Können Sie einen Moment in Ihrer Karriere beschreiben, der besonders herausfordernd war und wie Sie damit umgegangen sind?

Herausfordernd für mich war, die erste Juristin im Forensic-Team zu sein. Damals habe ich erst meinen Platz finden müssen, da das Team primär aus Betriebswirt:innen bestand. Ich habe für mich lernen müssen, dass meine juristische Fachexpertise auch ein wertvoller Beitrag im Projektgeschäft sein kann. Mittels dieser Fähigkeit, d.h. juristische Texte in organisatorische, prozessuale und systemische Anforderungen zu übersetzen, habe ich letztendlich ein eigenes Geschäftsfeld aufgebaut. Mittlerweile ist das Team gewachsen und es gibt noch mehr Jurist:innen.

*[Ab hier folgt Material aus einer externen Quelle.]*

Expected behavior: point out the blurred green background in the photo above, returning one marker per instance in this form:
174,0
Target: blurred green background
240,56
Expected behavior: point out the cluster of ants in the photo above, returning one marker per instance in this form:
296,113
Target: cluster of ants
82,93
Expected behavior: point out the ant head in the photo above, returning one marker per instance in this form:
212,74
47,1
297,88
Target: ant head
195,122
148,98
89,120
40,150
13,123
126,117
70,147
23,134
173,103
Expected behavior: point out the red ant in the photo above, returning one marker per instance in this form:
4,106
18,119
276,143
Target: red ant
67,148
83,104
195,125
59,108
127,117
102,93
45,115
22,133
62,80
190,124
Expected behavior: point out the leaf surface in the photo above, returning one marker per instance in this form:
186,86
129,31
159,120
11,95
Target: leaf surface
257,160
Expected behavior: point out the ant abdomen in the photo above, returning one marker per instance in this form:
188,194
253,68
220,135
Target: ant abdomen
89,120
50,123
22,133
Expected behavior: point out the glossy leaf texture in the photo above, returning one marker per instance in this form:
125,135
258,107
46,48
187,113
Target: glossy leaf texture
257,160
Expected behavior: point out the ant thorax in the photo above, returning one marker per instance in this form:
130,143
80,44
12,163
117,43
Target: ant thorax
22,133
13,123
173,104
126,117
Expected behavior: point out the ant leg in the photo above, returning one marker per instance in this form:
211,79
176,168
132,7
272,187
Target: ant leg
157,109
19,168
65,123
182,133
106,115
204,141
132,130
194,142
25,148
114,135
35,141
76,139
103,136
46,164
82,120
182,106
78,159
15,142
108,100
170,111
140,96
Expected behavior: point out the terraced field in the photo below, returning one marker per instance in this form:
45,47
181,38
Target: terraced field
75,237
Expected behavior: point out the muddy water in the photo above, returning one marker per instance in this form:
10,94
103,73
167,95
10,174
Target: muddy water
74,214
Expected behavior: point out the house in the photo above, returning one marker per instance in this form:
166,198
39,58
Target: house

Ich habe damals sehr viele unterschiedlichste Compliance-Themen bearbeitet, die zu Beginn noch nicht meinen Fokus-Bereich darstellten (z.B. Whistleblowing). Das war schon recht „zäh“. Meine Resilienz und positive Einstellung haben mir geholfen weiterzumachen – es hat schon einige Zeit gedauert, bis ich mein erstes Projekt im Bereich der Geldwäscheprävention durchgeführt habe. Das Warten hat sich dann umso mehr ausbezahlt.

Welche Ratschläge würden Sie jungen Juristinnen geben, die gerade ihre Karriere in einer überwiegend männlich dominierten Branche beginnen?

Für mich geht es weder um weiblich oder männlich – es geht um die Sache. Sich auf sich selbst fokussieren und seinen eigenen Weg zu gehen, nicht mit anderen vergleichen und zeitnah Allianzen bilden. Das ist geschlechterunabhängig.

Interviewpartnerin:


Mag. Shahanaz Müller, BA, CAMS, ist Partnerin bei Deloitte Österreich und zeichnet für den Bereich Geldwäscheprävention („Anti-Money Laundering“ – AML) & Sanktions-Compliance verantwortlich. In ihrer Tätigkeit begleitet sie Finanzinstitute bei der Umsetzung organisatorischer, prozessualer und systemischer Anforderungen aus AML & Sanktions-Compliance.